Meet Emilia, she’s bright, outgoing, funny, and single. She was educated at an all girl’s Catholic school where her education regarding love and sex was almost non-existent, any mention of the topic delivered coated in a nice thick layer of fear, guilt, and shame. She tells us what her adolescence was like, how each experience of love and lust shaped the person she is today and can perhaps go some way to explaining her perpetual single status. She tells us about living in Salt Lake City, Utah, with its large Mormon population, how being among that community shaped the way she saw herself and how others saw her. The thing she keeps coming back to is the Madonna/Whore dichotomy, the two groups society places women into – either we’re nurturing, sweet, virtuous, and mothering, or we’re promiscuous, bold, loud, and exciting. Which are you? Bit of both? Odd... it’s almost as though these attributes are not mutually exclusive and women are complex beings unable to be pigeon-holed into one of two lists. Not that it stops people trying, as Emilia has experienced and highlighted so well in her one woman show. My personal favourite anecdote features a date during which the man she was seeing said he wasn’t interested in a second date because Emilia is ‘the kind of girl guys marry but not the kind of girl guys date’. Yep.

Presented like a stand-up routine THANK YOU AND GOODNIGHT is an hour of Emilia Stawicki baring her heart to us armed with nothing but a board, a marker, and some well placed sound tech. For a show that makes you want to immediately pack your bags and move to an island where there are no men or patriarchal structures it’s actually incredibly funny, I promise. Emilia’s routine has buckets of girl-power presented with comical and neurotic energy. Her comedic timing is impeccable, her physicality infinitely watchable. She illustrates her points with amusing diagrams and soundbites, even pulling the audience into the conversations and inviting us to respond. She’s relatable, in fact she’s like the personification of that little voice in our heads that freaks out every time we think about the perils and pitfalls of the dating world. There are a lot of single women in London who could benefit from sitting down and watching THANK YOU AND GOODNIGHT, it’s a comforting sort of feeling knowing that we aren’t really alone.

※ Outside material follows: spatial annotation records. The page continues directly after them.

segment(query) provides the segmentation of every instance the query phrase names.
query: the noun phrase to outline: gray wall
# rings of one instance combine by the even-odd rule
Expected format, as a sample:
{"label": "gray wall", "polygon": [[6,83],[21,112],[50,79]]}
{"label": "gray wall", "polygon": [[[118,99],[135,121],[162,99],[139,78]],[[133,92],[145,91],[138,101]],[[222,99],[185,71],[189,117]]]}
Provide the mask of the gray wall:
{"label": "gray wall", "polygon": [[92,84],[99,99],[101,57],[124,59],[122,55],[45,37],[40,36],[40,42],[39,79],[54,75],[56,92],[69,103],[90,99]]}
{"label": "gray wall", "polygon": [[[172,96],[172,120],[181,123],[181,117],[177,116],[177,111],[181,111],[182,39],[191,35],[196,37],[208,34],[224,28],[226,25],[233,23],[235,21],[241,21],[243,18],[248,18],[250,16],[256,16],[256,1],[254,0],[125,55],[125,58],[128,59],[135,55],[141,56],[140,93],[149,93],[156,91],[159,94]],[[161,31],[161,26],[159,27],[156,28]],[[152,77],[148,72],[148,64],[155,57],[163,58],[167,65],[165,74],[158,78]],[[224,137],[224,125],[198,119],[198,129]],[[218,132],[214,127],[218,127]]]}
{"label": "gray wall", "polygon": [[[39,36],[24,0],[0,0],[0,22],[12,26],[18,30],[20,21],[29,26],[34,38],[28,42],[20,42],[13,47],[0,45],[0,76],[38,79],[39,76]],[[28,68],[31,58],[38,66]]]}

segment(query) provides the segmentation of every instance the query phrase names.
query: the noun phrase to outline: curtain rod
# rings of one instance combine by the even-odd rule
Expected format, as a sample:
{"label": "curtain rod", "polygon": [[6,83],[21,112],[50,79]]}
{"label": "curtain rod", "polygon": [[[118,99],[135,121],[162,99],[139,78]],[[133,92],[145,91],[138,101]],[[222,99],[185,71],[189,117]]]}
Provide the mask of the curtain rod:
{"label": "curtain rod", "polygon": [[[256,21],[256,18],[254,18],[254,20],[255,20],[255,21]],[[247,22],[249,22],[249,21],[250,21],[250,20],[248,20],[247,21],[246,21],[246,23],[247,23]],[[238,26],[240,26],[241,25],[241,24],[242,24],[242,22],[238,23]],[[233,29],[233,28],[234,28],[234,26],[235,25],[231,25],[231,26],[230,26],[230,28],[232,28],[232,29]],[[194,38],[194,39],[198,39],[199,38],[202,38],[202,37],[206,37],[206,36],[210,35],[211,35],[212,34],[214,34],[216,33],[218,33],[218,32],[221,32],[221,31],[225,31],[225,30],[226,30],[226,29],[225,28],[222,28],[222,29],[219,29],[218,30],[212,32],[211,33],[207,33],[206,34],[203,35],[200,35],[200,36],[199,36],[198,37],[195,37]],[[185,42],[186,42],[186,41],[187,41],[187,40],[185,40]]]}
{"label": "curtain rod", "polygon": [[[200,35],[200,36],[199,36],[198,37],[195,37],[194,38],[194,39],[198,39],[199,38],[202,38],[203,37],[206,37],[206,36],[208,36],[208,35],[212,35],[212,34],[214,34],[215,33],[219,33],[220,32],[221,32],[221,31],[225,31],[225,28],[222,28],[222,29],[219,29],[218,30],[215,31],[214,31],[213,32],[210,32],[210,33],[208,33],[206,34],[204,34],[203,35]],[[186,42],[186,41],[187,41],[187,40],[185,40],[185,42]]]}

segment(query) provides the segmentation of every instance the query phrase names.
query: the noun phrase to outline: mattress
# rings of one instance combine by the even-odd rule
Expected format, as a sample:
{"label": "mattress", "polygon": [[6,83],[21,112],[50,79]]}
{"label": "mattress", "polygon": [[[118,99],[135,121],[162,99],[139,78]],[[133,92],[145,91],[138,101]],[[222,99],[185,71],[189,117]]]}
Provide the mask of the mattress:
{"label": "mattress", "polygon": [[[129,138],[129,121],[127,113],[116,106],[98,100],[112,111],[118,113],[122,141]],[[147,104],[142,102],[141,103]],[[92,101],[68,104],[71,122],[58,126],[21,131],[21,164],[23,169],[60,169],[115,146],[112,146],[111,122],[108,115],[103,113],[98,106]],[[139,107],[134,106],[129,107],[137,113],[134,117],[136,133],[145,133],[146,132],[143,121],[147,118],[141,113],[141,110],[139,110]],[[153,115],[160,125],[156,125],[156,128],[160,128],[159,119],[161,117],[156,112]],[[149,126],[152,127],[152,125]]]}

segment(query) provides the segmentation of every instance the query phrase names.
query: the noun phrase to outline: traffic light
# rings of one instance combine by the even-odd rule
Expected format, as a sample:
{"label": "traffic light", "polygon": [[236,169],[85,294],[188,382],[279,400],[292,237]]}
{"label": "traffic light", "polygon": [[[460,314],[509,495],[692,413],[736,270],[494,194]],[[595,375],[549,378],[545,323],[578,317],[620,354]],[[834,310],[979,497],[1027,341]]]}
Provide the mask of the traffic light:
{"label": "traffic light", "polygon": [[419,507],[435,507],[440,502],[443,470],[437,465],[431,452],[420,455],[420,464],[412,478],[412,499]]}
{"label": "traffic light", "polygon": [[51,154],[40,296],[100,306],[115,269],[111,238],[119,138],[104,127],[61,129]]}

Parts of the show reminded me a little of Phoebe Waller-Bridge’s Fleabag, with elements of comediennes like Hannah Gadsby and Rebel Wilson. The more serious and hurtful a topic or anecdote is, the sillier and more over the top Emilia’s performance becomes. A thicker layer of make-up to cover the deeper emotional scars. There aren’t many things more powerful than being hit with something dark and serious whilst you’re mid-way through a proper belly laugh, the emotional whiplash making the points being made that much more impactful.
Thank You and Goodnight is a celebration of womanhood, both passionate and authentic, a tale of feminist self-discovery that will make you think very carefully about the next date you go on.